So it’s nearly Hallowe’en, and although I won’t be handing out treats to the local trick-or-treaters* I’m always up for a spooky book around this season. In fact, I save spooky books for this time of year, when the nights and the weather start to close in.

This book did not disappoint. It’s a collection of 13 (of course, 13) short stories written by women around 100 years ago – from 1891 to 1937, to be precise – featuring authors such as Katherine Mansfield, LM Montgomery and Stella Gibbons, among many others. Most of the stories have paranormal elements, and they range from the odd and disconcerting to the downright scary – it was a perfect book to receive for review just before Hallowe’en.

I will be honest and say that short stories are not often my bag – I’ve studied how to write them, written a few and even had a couple published, but they are not a genre I habitually choose to read. However, I know I’m missing out in this, and this anthology has reinforced my recognition that there are many small and beautifully constructed worlds out there, waiting to be discovered.

As with any anthology, there were some stories I loved and some I enjoyed less, but all were superbly crafted and chilling in their own way. Highlights for me were Helen Simpson’s ‘Young Magic’ (about a child, Viola, and her imaginary friend Binns) and Katherine Mansfield’s ‘The House’ (an unsettling tale of domestic ‘bliss’).
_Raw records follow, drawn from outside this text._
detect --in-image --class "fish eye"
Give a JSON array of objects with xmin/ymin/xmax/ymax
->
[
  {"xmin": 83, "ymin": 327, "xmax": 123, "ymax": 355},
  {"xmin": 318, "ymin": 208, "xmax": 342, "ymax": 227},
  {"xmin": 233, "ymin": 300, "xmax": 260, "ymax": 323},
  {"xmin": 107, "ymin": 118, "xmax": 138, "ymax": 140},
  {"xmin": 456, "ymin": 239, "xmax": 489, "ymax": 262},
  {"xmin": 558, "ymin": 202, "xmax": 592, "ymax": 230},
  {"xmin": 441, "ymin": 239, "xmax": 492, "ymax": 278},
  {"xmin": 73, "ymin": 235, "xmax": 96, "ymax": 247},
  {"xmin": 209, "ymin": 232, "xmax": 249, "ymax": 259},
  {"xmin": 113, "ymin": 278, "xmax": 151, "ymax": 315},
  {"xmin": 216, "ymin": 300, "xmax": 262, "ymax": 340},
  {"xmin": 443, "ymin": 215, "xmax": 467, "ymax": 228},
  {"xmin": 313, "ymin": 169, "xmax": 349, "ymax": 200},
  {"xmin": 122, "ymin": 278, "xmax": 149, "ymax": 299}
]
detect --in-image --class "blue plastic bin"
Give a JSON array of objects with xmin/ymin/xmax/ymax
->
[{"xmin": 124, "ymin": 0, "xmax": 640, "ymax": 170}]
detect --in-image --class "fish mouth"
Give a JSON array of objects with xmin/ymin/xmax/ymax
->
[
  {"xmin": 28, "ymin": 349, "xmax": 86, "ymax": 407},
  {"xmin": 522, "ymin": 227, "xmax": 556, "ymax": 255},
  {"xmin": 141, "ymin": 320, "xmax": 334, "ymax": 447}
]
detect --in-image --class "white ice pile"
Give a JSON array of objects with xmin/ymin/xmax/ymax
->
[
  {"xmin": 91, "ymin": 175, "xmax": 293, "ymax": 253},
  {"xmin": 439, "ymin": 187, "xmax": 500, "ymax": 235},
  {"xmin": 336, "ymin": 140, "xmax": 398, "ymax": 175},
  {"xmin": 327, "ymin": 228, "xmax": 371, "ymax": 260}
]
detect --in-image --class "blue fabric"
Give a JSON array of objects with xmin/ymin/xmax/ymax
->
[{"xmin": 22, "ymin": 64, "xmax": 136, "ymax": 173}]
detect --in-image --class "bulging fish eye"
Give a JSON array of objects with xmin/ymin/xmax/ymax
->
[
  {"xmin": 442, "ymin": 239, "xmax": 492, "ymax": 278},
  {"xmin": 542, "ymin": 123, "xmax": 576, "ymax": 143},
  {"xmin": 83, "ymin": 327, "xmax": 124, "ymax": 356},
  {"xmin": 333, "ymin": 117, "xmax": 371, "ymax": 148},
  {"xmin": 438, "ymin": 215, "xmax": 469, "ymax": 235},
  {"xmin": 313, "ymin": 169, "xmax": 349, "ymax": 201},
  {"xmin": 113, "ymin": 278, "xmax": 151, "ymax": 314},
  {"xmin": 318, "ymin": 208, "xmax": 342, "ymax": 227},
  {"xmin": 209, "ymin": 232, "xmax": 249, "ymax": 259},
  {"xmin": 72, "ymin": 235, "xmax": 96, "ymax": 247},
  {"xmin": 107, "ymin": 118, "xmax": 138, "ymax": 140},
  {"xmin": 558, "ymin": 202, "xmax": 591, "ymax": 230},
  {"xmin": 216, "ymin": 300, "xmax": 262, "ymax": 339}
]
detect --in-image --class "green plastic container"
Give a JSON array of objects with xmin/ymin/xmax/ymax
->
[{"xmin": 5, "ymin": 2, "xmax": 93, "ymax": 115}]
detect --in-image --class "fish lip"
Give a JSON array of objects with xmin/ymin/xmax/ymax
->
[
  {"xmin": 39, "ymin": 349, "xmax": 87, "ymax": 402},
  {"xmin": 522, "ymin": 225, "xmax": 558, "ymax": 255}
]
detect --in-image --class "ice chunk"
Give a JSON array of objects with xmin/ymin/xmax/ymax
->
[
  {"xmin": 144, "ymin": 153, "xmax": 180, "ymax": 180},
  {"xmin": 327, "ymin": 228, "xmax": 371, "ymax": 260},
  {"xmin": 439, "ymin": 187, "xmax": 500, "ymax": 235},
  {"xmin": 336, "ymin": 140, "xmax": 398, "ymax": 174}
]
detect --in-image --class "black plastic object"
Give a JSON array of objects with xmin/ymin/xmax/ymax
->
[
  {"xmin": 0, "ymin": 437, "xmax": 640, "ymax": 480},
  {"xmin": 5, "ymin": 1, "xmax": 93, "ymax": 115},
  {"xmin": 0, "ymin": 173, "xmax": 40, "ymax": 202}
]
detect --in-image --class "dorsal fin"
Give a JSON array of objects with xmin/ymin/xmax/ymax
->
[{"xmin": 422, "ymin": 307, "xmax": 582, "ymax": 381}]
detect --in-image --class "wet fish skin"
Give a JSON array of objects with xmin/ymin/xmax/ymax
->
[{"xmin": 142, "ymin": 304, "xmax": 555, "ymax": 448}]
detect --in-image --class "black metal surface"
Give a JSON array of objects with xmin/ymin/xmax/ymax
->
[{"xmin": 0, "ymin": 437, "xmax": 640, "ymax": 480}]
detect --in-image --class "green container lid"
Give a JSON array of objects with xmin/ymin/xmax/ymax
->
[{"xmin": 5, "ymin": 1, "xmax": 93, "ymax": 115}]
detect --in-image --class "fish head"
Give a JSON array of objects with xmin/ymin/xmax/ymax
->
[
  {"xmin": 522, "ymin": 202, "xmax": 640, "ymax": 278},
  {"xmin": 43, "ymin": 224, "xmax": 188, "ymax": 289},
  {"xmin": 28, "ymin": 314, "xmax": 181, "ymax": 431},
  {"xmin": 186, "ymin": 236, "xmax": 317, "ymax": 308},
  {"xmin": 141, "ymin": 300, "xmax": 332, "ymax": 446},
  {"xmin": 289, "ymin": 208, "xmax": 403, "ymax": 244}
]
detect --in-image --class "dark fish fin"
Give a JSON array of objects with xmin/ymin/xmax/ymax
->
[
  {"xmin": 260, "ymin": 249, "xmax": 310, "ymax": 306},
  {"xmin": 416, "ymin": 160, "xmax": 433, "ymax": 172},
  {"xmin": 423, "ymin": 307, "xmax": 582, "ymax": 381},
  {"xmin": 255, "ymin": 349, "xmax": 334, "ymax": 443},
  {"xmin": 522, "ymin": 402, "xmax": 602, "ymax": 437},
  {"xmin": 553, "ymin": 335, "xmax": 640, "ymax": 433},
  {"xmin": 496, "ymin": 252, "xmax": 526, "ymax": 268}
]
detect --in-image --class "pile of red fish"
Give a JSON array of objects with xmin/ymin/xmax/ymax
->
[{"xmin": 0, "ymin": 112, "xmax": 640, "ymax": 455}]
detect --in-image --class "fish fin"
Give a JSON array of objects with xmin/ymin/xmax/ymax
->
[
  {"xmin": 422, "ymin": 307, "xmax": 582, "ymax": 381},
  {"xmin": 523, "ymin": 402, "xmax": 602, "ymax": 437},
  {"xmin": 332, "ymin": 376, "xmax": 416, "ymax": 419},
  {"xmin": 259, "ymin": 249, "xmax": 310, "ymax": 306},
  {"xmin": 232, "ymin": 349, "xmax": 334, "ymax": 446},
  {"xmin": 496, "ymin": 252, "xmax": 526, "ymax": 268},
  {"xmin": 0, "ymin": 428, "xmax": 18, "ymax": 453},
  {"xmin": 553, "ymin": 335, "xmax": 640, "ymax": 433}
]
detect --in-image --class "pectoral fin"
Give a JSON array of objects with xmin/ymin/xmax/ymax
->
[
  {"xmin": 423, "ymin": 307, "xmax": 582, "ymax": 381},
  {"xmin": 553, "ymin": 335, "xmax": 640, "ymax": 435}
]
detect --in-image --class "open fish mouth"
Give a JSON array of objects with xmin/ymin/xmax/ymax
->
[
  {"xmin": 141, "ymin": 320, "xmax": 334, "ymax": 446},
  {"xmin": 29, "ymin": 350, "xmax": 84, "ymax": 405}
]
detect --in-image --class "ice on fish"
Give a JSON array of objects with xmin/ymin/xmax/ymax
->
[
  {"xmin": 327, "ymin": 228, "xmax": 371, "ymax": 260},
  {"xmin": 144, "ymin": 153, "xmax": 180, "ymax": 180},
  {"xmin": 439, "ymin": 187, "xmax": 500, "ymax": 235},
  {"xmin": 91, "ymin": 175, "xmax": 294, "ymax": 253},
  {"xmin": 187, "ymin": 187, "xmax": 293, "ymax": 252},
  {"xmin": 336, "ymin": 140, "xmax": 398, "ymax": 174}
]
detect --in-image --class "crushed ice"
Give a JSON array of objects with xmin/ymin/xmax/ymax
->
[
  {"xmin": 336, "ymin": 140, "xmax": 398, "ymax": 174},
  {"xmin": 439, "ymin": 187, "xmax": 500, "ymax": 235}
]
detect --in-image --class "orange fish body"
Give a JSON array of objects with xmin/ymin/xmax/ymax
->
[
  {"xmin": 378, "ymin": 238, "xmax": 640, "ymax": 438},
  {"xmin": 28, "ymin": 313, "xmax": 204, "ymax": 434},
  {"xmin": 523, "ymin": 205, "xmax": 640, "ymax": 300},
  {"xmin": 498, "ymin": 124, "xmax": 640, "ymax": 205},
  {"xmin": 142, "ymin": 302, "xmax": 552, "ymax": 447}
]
In many ways, though, I found the introduction to the anthology as interesting as the stories themselves. The editor, Melissa Edmundson, has provided a fascinating study of the evolution of the scary and weird in literature, from the classic Victorian Gothic to rather more complex modern conceptions – ghosts with ‘cultural baggage’ imposed upon them by the real-life horrors of the modern age. The old visceral fears are there, of course – the malevolent dead, monsters, demons and the unexplained – but the weirdness in these stories is also influenced by wider cultural traumas such as the First World War, colonialism and the Pandora’s box of psychology and psychiatry.

Edmundson also recognises women writers’ contributions to the development of the supernatural genre, discussing the authors in this volume and their stories (weird or otherwise) within their social contexts. This does feel like a particularly female collection – all the stories (apart from one) have strong women at their heart, either as narrators or protagonists, and the fact that they were all written by women makes the collection coherent and the tales all the more chilling.

This might not have been a volume I would have picked up in a bookshop, but I’m immensely pleased to have read it. I enjoyed it enormously, and recommend it to anyone who is interested in the development of the paranormal genre, but who also likes their short stories weird, unsettling and sometimes frankly terrifying.

Disclaimer: thank you to Bex at the Indie Book Network (hosted by Ninja Book Box) for sending me this pre-publication paperback in exchange for an honest review. The book was published on 27 October 2020 by Handheld Press.